Trust Center

Security and trust at Senior Simple

How we protect the agencies, agents, and Medicare beneficiaries who rely on our platform. Updated as our practices evolve — last reviewed July 2026.

HIPAA compliance

How we treat protected health information.

Senior Simple is built to support the Medicare brokerage workflow, which routinely touches sensitive client information. We operate the platform under HIPAA-aligned controls: encrypted transport, encrypted storage, role-based access, audit logging, and a Business Associate Agreement available to agencies on request.

Every infrastructure sub-processor that processes protected health information on our behalf is required to sign a Business Associate Agreement. Our detailed sub-processor list is available to customers and partners on request at security@seniorsimple.io.

PHI is never sent to third-party large-language-model providers. When AI features process client data, identifying fields are stripped server-side before any external call; linkage stays inside our boundary.

Security safeguards

The controls we have in place to protect your data.

  • Access control & unique user identification

    Every user signs in with a unique identity. Access is role-based and least-privilege, and each agency's data is isolated from every other agency's at the database level.

    In place
  • Encryption in transit

    All data is encrypted in transit using TLS.

    In place
  • Encryption at rest

    All stored data is encrypted at rest by our database platform.

    Provider-managed
  • Audit controls

    Every action that touches client data is recorded in an immutable audit trail, retained for seven years.

    In place
  • Authentication

    Sign-in follows current NIST guidance, including screening passwords against known breach databases.

    In place
  • Automatic logoff

    Sessions automatically time out after a period of inactivity.

    In place
  • Secrets handling & log redaction

    Secrets are redacted from logs at the write boundary, and application logs stay within our own infrastructure.

    In place
  • Access management & least privilege

    Role-based access with per-agency isolation enforced on every request.

    In place
  • Facility access controls

    Data-center physical security, surveillance, and environmental controls are provided by our cloud platforms under their own HIPAA / SOC 2 programs.

    Provider-managed
  • Media disposal & re-use

    Secure disposal and sanitization of storage media.

    Provider-managed

Security contact

Reach us with security questions or to report a vulnerability.

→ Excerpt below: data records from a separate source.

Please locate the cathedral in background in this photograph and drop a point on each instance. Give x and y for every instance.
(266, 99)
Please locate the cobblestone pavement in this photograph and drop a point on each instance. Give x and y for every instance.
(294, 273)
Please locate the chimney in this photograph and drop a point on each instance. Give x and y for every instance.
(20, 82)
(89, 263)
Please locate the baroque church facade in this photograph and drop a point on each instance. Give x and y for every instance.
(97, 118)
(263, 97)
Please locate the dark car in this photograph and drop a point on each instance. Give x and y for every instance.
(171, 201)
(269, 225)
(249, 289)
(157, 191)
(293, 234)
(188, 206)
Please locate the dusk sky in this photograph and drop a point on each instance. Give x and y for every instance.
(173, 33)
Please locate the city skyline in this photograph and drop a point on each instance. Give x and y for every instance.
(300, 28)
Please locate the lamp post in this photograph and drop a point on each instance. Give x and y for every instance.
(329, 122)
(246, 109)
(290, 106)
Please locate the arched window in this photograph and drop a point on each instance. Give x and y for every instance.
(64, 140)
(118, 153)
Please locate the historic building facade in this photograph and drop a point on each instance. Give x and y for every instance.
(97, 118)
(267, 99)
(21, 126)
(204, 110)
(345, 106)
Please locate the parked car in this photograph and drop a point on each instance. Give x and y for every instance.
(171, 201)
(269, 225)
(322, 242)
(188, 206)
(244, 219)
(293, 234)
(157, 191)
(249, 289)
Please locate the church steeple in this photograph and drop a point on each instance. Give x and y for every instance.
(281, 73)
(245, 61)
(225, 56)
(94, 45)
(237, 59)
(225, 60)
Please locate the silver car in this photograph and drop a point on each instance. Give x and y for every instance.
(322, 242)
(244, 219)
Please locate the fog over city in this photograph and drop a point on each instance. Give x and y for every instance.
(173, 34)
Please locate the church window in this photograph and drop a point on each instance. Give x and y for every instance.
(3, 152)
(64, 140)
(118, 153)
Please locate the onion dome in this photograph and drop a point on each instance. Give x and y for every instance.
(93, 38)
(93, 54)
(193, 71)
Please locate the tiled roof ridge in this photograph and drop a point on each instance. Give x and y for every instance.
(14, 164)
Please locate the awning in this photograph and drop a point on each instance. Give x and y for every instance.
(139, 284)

Email security@seniorsimple.io. We acknowledge security reports within one business day and coordinate disclosure with researchers in good faith.

Data residency

Where your data lives.

All customer data is stored and processed in data centers located in the United States — on Supabase (Postgres + Storage) and Vercel's US infrastructure. We do not host, replicate, or process customer data outside the United States.

Authorized Senior Simple personnel may remotely operate and support these US-based systems, and may occasionally do so from outside the United States, solely for administration, support, and incident response — always over secured, access-controlled connections (such as VPN or SASE) and under the minimum-necessary principle. Such remote access does not change where your data is stored or processed.

Status and incident history

Recent disruptions and our response.

No incidents reported in the trailing twelve months. A public status page is in development and will be linked here when available.